In chapter 83 of the third book of his Poetices libri Septem, Scaliger launches a severe attack on Erasmus’s definition of a proverb, without even mentioning the name of the Dutch humanist: “grammatici, idest Donatus et is Gracculus qui Donati adducit definitionem, aeque ineptiunt.” Its modern editor, Luc Deitz, has silently corrected “Gracculus” to “Graeculus”, and translated disparagingly: “jenes Griechlein”.
The capitalization of the word “Gracculus” and the presence double “c” in the 1561 edition might have played a role in Deitz’s editorial decision, but much more important, no doubt, were Scaliger’s previous remarks, accusing Erasmus of philhellenism to the detriment of Latin.
In a recent contribution Ari Wesseling drew attention to this unnecessary emendation, and supposed that Scaliger, in calling Erasmus “gracculus”, was alluding to the proverb “nihil graculo cum fidibus” (“an ignorant crow has nothing to do with poetry”), and that Scaliger thus referred to Erasmus as an ignorant crow.
Another solution, however, seems to commend itself, as being more appropriate and also more in accordance with Scaliger’s description of Erasmus on other occasions.
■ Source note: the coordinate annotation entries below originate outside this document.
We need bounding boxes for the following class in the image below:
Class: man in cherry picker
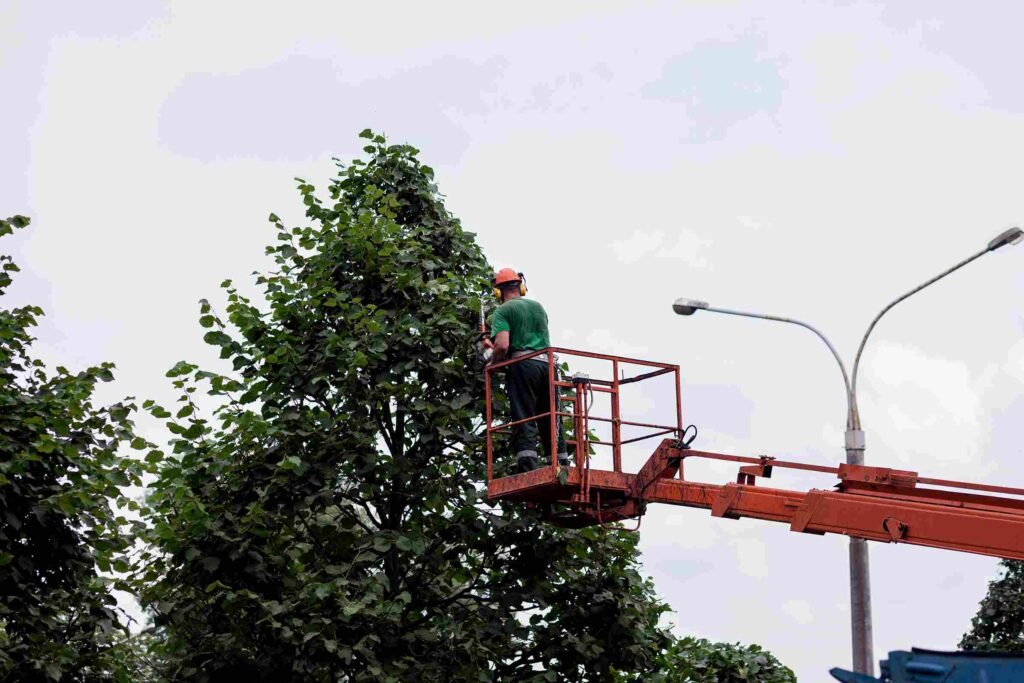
[489,268,569,472]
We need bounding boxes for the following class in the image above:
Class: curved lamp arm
[672,299,857,427]
[850,227,1024,429]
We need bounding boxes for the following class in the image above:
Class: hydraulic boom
[487,349,1024,559]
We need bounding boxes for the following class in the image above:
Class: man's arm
[490,330,509,362]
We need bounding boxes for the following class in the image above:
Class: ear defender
[490,268,526,301]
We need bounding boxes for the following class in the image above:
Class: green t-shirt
[490,298,551,351]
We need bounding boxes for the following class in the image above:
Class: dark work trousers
[507,358,565,462]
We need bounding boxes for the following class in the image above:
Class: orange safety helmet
[494,268,526,301]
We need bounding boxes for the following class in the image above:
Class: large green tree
[138,131,669,681]
[959,560,1024,652]
[0,216,150,681]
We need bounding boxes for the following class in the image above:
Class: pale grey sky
[0,0,1024,681]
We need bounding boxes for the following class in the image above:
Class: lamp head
[988,227,1024,251]
[672,298,710,315]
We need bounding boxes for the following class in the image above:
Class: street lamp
[672,227,1024,676]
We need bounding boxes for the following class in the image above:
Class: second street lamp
[672,227,1024,675]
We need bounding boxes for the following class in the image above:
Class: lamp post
[672,227,1024,676]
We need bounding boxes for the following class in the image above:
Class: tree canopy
[959,560,1024,652]
[0,216,150,681]
[139,131,667,681]
[0,131,793,683]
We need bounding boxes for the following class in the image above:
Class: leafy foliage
[959,560,1024,652]
[0,216,150,681]
[634,637,797,683]
[136,131,671,681]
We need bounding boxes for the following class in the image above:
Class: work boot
[515,451,538,472]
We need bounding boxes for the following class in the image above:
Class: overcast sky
[0,0,1024,681]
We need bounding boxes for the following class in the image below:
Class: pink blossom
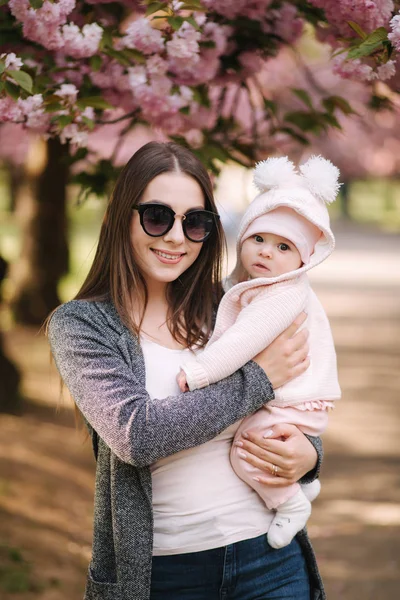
[166,23,201,76]
[17,94,51,134]
[128,66,147,89]
[388,14,400,52]
[62,23,103,58]
[239,51,263,75]
[120,17,164,54]
[332,55,377,81]
[376,60,396,81]
[89,62,131,92]
[167,23,201,63]
[60,123,88,148]
[201,21,234,56]
[8,0,31,21]
[0,52,24,71]
[146,54,168,75]
[54,83,78,104]
[0,96,23,123]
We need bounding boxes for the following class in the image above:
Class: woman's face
[131,172,207,291]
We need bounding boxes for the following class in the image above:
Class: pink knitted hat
[240,206,322,265]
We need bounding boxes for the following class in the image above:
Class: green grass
[0,546,39,594]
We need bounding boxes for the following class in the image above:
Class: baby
[178,157,340,548]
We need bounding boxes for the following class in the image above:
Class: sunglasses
[132,202,219,242]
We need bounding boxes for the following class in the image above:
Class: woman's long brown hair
[75,142,225,347]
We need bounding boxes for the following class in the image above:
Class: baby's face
[240,233,303,279]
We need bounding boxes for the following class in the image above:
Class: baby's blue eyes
[254,235,290,252]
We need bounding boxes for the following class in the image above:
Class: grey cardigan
[49,300,325,600]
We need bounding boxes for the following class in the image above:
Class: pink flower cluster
[388,11,400,52]
[9,0,103,58]
[333,54,396,81]
[0,94,50,133]
[0,52,24,71]
[120,17,164,54]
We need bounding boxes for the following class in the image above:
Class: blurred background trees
[0,0,400,407]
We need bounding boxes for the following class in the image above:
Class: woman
[49,142,324,600]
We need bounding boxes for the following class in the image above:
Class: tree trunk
[11,139,68,325]
[0,256,21,413]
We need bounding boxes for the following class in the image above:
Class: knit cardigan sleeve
[48,301,274,467]
[182,283,307,390]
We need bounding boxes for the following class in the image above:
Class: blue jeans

In the same chapter under discussion, for instance, Scaliger wrote of Erasmus: “quibus ille, quemadmodum in omnibus suis scriptis solet… satagens coacervator nullo apposito iudicio…”. Obviously Scaliger regarded Erasmus as a man who had only brought together a lot of material, confining himself to the repetition of other authors, without ever expressing a judgment of his own. And in his first oration against Erasmus (1531) he had already addressed him as “vetule psittace” (“old parrot”).
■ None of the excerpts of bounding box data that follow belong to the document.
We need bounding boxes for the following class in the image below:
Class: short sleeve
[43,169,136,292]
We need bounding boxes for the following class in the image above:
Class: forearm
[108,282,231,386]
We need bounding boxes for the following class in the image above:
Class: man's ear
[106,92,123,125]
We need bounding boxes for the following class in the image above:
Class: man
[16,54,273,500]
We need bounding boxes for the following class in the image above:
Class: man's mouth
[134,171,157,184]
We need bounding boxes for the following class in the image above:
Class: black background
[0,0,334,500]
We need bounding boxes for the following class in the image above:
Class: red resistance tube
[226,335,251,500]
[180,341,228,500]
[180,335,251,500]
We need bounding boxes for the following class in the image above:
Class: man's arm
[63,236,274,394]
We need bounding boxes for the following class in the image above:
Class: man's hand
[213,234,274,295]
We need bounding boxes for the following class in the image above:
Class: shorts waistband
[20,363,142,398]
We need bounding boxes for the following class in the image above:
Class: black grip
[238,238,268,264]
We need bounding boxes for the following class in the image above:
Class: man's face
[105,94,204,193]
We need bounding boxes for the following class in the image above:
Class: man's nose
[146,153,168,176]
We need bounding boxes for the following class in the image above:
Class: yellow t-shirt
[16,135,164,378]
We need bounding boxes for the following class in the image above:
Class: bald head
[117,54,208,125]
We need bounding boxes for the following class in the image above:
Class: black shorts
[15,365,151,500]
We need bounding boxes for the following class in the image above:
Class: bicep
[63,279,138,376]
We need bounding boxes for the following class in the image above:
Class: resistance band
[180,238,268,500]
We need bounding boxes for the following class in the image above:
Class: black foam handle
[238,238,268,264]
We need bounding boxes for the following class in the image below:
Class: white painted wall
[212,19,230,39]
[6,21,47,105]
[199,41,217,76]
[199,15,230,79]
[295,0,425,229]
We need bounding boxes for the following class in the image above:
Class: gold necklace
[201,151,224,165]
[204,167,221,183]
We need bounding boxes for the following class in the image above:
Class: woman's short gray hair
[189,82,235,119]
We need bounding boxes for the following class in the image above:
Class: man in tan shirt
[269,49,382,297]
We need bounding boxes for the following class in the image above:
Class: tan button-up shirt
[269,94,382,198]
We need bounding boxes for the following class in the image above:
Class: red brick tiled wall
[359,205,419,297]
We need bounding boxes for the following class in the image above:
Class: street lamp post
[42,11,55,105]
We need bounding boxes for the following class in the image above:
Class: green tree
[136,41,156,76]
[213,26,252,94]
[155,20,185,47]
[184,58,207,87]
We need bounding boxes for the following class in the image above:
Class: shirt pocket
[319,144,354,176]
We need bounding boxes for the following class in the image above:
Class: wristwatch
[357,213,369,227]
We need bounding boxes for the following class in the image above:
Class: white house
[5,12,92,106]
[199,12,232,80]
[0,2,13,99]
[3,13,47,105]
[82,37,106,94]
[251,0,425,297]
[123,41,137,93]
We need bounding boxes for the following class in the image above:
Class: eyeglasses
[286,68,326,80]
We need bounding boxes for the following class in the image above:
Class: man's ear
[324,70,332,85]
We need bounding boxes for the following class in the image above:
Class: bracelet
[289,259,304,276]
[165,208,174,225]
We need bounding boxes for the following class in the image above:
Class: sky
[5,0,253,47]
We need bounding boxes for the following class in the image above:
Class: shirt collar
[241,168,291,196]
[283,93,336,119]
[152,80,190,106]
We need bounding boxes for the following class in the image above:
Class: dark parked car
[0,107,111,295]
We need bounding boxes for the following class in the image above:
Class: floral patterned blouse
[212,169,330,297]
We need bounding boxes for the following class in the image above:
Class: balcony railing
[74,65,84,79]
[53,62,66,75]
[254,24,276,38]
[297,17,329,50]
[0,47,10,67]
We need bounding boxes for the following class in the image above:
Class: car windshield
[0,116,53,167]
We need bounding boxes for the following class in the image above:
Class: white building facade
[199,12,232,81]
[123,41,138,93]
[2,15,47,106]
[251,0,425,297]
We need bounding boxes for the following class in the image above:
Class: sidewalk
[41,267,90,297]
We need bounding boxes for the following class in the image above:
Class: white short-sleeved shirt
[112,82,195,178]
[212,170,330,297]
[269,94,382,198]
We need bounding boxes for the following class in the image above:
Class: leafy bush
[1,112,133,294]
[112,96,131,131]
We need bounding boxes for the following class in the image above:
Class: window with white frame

Following this line it seems obvious that Scaliger, rather than presenting Erasmus as an ignorant crow, wanted to stress the fact that Erasmus’s work for the most part was no more than a patchwork, and that he was showing off by plagiarizing other people’s writings. That is exactly the theme of one of the most famous fables present in Phaedrus’s Fabulae Aesopiae. The third fable of the first book indeed is entitled: “Graculus superbus et pavo”, and tells the story of the vainglorious jackdaw who decks himself out in borrowed plumes.
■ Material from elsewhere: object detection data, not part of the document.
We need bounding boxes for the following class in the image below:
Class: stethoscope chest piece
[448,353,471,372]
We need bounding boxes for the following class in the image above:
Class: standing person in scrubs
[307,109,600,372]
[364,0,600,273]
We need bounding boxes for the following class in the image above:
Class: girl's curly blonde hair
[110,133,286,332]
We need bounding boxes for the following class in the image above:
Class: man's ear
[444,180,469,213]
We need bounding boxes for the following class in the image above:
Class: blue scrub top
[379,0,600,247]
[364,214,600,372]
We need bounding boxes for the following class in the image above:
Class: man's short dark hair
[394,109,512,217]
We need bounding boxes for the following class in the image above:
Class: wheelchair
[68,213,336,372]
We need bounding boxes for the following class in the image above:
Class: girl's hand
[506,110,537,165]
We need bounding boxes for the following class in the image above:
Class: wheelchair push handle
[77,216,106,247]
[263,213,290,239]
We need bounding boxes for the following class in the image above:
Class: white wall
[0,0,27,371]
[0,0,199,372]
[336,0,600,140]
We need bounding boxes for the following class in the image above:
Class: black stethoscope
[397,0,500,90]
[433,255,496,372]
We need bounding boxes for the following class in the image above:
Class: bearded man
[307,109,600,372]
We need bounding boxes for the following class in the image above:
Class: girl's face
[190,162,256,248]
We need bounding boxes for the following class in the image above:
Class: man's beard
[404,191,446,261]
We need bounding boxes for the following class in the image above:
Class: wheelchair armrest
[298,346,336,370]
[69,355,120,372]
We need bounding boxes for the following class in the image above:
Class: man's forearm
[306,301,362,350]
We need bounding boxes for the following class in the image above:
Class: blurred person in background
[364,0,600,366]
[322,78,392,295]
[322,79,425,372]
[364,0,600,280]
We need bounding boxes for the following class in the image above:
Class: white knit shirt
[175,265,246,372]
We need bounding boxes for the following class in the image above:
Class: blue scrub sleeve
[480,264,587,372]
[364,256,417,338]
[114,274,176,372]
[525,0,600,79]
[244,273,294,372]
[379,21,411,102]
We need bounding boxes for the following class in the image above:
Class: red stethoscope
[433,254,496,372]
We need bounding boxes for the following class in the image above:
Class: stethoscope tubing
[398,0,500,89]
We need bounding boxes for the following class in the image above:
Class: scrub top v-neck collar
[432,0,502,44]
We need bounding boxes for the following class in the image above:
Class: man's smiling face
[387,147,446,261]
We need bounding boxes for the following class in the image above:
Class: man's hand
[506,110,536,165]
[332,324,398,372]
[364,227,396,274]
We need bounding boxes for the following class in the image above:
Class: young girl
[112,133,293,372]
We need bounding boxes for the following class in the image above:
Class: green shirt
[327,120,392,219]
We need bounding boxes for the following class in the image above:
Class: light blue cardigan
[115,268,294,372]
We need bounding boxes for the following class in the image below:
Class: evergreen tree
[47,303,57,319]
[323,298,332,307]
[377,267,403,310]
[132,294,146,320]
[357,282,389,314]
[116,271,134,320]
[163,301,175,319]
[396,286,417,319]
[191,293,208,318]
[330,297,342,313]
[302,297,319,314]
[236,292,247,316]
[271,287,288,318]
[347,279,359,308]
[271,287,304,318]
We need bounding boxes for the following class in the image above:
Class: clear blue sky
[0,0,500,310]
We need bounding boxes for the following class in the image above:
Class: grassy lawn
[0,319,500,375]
Although Phaedrus’s fables did not appear into print before 1596 (date of the editio princeps by Pierre Pithou), the were widely known through the prose paraphrases circulating during and after the Middle Ages, especially the “Aesopus Latinus” by Romulus. Erasmus himself, in discussing the adage “Aesopicus graculus” (adag. 2591 = ASD II, 6, p. 386) referred only to Pindar, Lucian and Horace, confining himself — as was his policy — almost exclusively to classical and biblical writings. We thus may conclude that Wesseling was correct in rejecting the emendation “Gracculus” into “Graeculus”, although not for the right reasons.

Gilbert Tournoy
Katholieke Universiteit Leuven
Seminarium Philologiae Humanisticae

Humanistica Lovaniensia, Volume 52, 2003, pp. 405-406.